Confidential, Auburn Hills, MI
Data Modeler/Data Analyst
Responsibilities:
- Analyzed large datasets to provide strategic direction to the company. Performed quantitative analysis of ad sales trends to recommend pricing decisions.
- Conducted cost and benefit analysis on new ideas. Scrutinized and tracked customer behavior to identify trends and unmet needs.
- Developed statistical models to forecast inventory and procurement cycles. Assisted in developing internal tools for data analysis.
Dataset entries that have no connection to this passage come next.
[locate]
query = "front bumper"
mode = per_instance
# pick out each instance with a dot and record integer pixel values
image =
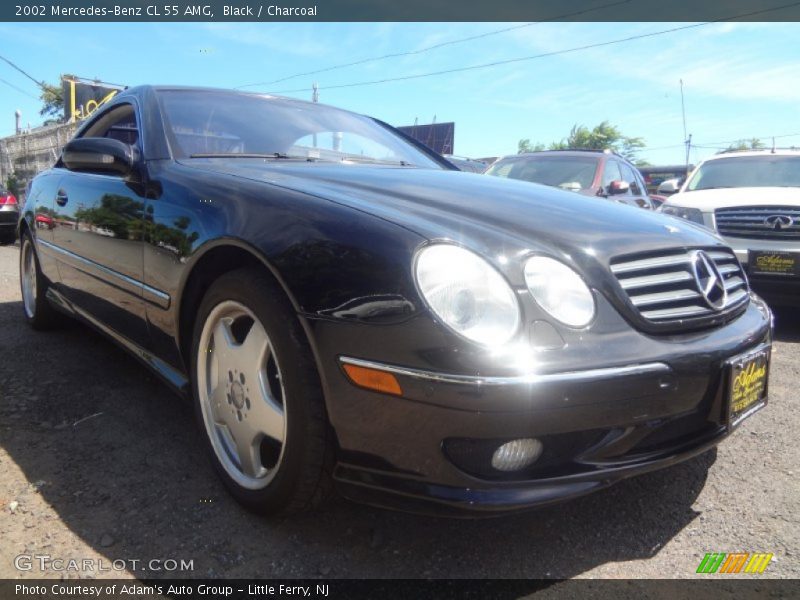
(427, 450)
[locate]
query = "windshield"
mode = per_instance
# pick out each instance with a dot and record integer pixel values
(747, 171)
(573, 173)
(212, 123)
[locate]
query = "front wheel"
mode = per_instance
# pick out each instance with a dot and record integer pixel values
(36, 308)
(258, 398)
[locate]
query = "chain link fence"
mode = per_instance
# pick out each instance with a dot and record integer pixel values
(24, 155)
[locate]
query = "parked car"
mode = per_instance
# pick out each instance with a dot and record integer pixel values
(343, 309)
(588, 172)
(752, 199)
(9, 216)
(470, 165)
(654, 176)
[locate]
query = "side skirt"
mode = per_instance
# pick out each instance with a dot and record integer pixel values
(175, 380)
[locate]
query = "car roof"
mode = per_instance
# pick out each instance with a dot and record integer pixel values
(569, 153)
(750, 153)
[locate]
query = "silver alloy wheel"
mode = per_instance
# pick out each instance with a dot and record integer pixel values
(28, 277)
(241, 395)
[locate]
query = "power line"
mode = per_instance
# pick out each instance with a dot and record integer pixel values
(718, 145)
(544, 55)
(20, 90)
(38, 83)
(435, 46)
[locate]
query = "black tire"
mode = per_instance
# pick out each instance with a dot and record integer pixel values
(38, 311)
(302, 478)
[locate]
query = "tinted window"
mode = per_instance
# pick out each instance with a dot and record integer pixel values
(747, 171)
(573, 173)
(611, 173)
(118, 124)
(214, 123)
(629, 176)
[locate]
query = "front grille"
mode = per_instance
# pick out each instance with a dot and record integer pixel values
(759, 222)
(663, 288)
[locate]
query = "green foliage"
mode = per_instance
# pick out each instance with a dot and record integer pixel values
(525, 146)
(604, 136)
(52, 101)
(13, 184)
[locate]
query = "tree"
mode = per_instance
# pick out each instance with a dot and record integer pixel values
(525, 146)
(604, 136)
(52, 101)
(751, 144)
(13, 184)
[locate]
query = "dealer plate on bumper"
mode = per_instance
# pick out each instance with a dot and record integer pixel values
(747, 384)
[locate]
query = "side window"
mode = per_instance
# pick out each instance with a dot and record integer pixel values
(629, 176)
(118, 124)
(611, 173)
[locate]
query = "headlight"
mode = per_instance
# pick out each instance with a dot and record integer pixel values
(560, 291)
(468, 294)
(690, 214)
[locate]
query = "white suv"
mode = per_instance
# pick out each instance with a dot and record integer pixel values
(752, 200)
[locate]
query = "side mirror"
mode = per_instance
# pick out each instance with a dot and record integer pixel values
(669, 187)
(617, 187)
(104, 155)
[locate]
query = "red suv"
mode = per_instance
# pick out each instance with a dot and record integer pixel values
(589, 172)
(9, 215)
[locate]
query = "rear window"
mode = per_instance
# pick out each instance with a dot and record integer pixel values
(747, 171)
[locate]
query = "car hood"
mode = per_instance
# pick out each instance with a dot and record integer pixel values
(489, 214)
(708, 200)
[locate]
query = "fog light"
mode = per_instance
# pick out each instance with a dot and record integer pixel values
(516, 455)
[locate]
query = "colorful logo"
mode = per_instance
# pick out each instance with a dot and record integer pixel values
(740, 562)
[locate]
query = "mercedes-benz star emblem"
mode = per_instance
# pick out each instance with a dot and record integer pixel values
(709, 280)
(778, 222)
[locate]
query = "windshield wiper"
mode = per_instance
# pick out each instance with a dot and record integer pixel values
(377, 161)
(273, 155)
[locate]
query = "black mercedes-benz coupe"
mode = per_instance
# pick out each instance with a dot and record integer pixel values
(347, 312)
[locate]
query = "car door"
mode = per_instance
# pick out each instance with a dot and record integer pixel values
(99, 238)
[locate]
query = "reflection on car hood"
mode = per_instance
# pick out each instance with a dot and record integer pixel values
(474, 209)
(732, 197)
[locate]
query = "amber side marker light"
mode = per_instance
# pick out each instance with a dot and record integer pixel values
(373, 379)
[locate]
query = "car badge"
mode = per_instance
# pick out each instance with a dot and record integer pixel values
(778, 222)
(709, 280)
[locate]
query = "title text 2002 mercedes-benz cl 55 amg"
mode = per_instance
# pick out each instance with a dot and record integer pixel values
(344, 308)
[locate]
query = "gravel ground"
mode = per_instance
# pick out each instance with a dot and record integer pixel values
(98, 460)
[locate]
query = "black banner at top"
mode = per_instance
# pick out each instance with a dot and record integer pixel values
(398, 10)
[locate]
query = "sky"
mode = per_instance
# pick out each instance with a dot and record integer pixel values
(740, 80)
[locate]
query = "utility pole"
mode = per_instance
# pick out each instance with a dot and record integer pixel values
(314, 98)
(687, 139)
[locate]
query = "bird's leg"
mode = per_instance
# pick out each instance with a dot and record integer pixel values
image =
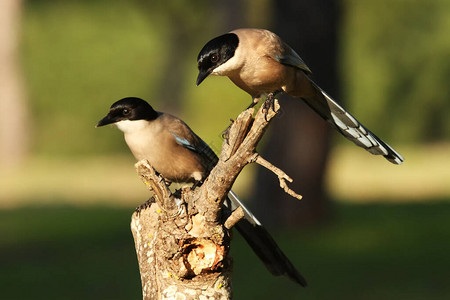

- Designed scalable processes to collect, manipulate, present, and analyze large datasets in production ready environment, using Akamai's big data platform
- Achieved a broad spectrum of end results putting into action the ability to find, and interpret rich data sources, merge data sources together, ensure consistency of data-sets, create visualizations to aid in understanding data, build mathematical models using the data, present and communicate the data insights/findings to specialists and scientists in their team
- Implemented full lifecycle in Data Modeler/Data Analyst, Data warehouses and DataMart’s with Star Schemas, Snowflake Schemas, and SCD& Dimensional Modeling Erwin. Performed data mining on data using very complex SQL queries and discovered pattern and used extensive SQL for data profiling/analysis to provide guidance in building the data model.